Chances are your cat is completely freaked out by now, and even if you’ve spent months getting her used to the carrier she may be REALLY resistant to getting in. Put some toys in there and whatever she needs to be less stressed, but in the end, it just has to be done. It will be over soon enough.
Cat, Meet Home
You made it. Twenty hours of driving with horrific noises from the back seat and you made it to your new home. Even twenty minutes seems like an eternity with a stressed cat. After that, the next part should be easy: letting your cat out of the carrier. He would appreciate having a familiar setting, so go for another small room with his food, water, litterbox, and comforting things in as much the same configuration as before the move. Let him get used to that room while the movers are unloading, then introduce him to his new home a room at a time.

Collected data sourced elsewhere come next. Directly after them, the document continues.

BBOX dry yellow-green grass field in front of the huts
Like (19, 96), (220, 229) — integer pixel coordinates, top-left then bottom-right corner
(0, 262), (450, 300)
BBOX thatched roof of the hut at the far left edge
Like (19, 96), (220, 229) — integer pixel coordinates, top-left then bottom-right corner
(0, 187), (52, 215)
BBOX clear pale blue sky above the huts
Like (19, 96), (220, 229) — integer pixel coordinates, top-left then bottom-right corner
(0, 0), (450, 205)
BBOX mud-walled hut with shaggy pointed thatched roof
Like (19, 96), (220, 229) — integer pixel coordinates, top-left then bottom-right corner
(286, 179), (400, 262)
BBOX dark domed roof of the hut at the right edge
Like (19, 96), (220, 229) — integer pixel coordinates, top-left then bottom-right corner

Just like it takes you time to adjust to your new home and set everything just the way you want it, it will take your cat time to get comfortable with the new surroundings. Let her explore at her own pace. She may surprise you with how quickly she claims the title of Queen of the domain. Or maybe not; she may be reluctant to venture outside her one “safe room” where she was first introduced. Give it time and just let it happen. Ideally, you’ll have the same furniture with her scent on it. If not, you can put it there yourself by taking a clean piece of cloth or put a clean sock on your hand, then rub her cheeks and behind her ears where her “marking spots” are located. Then you can rub the furniture with that to transfer the scent.
Keeping the outside in
Outdoor or indoor/outdoor cats have a special consideration: when do you let them go outside? If you want your cat to come back home, help him know that this is home now by keeping him indoors for a few weeks to orient him to his new surroundings. If you’re nervous about letting your cat outside in a new neighborhood for the first time, you can try a cat leash, found at pet stores.
When All Else Fails
So your cat hasn’t adjusted to life in the new home and she’s pretty miserable, which makes you pretty miserable, too. It’s been a month or more and things haven’t improved or have gotten worse. Time to talk to your vet about what you can do, and you may be able to get a dose of anti-anxiety meds for your cat, or your vet may suggest something simple to encourage calming behaviors.
Moving is stressful for everyone involved, especially if, like a cat, you don’t know what’s going on. With a little forethought, however, you can help your feline friend recover from his trauma faster and adapt easier to the new digs. Familiarize your cat beforehand with his carrier and with packing boxes. Keep as regular a routine as you can, and continually reassure your cat with affection and snuggles. Take every step to make sure he doesn’t bolt and disappear; keep him in a closed-off room during the moving process, and have some form of identification on him. When you arrive at your new home, let him explore at his own pace. And if things aren’t going well, seek a vet’s care. All this can’t guarantee a perfect transition, but it will ease the anxiety. Your cat will thank you, your family with thank you, and your new home’s carpets will thank you.